Everyone got the picture. Not only were certain kinds of arrogance tolerated by the society of the Steering School, certain kinds were encouraged; but acceptable arrogance was a matter of taste and style. What you were arrogant about had to appear worthy--of higher purpose--and the manner in which you were arrogant was supposed to be charming. Wit did not come naturally to Jenny Fields. Garp wrote that his mother "never chose to be arrogant but was only arrogant under duress." Pride was well loved in the community of the Steering School, but Jenny Fields appeared to be proud of an illegitimate child. Nothing to hang her head about, perhaps; however, she might show a little humility.

But Jenny was not only proud of Garp, she was especially pleased with the manner in which she had gotten him. The world did not know that manner, yet; Jenny had not brought out her autobiography--she hadn't begun to write it, in fact. She was waiting for Garp to be old enough to appreciate the story.

The story Garp knew was all that Jenny would tell anyone who was bold enough to ask. Jenny's story was a sober three sentences long.

1. The father of Garp was a soldier.

2. The war killed him.

3. Who took the time for weddings when there was a war?

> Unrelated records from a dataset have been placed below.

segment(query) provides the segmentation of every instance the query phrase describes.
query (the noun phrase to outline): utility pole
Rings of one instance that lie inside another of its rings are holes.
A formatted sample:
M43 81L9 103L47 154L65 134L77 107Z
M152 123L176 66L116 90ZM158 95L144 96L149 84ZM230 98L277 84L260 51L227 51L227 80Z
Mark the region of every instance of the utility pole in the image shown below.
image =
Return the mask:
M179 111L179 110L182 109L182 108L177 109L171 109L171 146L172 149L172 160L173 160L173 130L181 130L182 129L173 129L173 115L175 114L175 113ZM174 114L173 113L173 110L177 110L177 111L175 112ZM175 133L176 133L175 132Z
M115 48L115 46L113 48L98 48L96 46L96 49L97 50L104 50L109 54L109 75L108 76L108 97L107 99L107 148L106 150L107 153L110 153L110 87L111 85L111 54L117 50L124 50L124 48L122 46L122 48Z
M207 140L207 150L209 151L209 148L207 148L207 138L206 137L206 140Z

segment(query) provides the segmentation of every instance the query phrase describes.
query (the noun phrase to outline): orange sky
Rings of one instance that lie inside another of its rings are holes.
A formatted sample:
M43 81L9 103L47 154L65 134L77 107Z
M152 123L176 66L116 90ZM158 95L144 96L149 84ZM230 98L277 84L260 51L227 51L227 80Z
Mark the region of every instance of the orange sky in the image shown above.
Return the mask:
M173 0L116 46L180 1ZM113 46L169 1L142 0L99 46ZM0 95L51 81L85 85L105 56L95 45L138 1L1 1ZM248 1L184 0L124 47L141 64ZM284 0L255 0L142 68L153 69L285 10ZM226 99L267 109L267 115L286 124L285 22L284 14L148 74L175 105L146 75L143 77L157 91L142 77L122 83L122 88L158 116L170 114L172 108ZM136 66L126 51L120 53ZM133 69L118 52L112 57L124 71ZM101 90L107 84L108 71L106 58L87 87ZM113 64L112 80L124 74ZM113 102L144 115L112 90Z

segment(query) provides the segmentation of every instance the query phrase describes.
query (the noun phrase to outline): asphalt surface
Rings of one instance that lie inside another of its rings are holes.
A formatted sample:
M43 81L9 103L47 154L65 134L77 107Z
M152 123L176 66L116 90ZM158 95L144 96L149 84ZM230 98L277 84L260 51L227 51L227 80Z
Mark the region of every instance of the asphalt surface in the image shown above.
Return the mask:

Both the precision and mystery of this story might have been interpreted romantically. After all, given the mere facts, the father might have been a war hero. A doomed love affair could be imagined. Nurse Fields might have been a field nurse. She might have fallen in love "at the front." And the father of Garp might have felt he owed one last mission "to the men." But Jenny Fields did not inspire the imagination of such a melodrama. For one thing, she seemed too pleased with her aloneness; she didn't appear in the least misty about the past. She was never distracted, she was simply all for little Garp--and for being a good nurse.

Of course, the Fields name was known at the Steering School. The famous footwear kin

g of New England was a generous alumnus, and whether or not it was suspected at the time, he would even become a trustee. His was not the oldest but not the newest of New England money, and his wife, Jenny's mother--a former Boston Weeks--was perhaps still better known at Steering. Among the older faculty there were those who could remember years and years, without interruption, when there had always been a graduating Weeks. Yet, to the Steering School, Jenny Fields didn't seem to have inherited all the credentials. She was handsome, they would admit, but she was plain; she wore her nurse's uniform when she could have dressed in something smarter. In fact, this whole business of being a nurse--of which she also appeared too proud--was curious. Considering her family. Nursing was not enough of a profession for a Fields or a Weeks.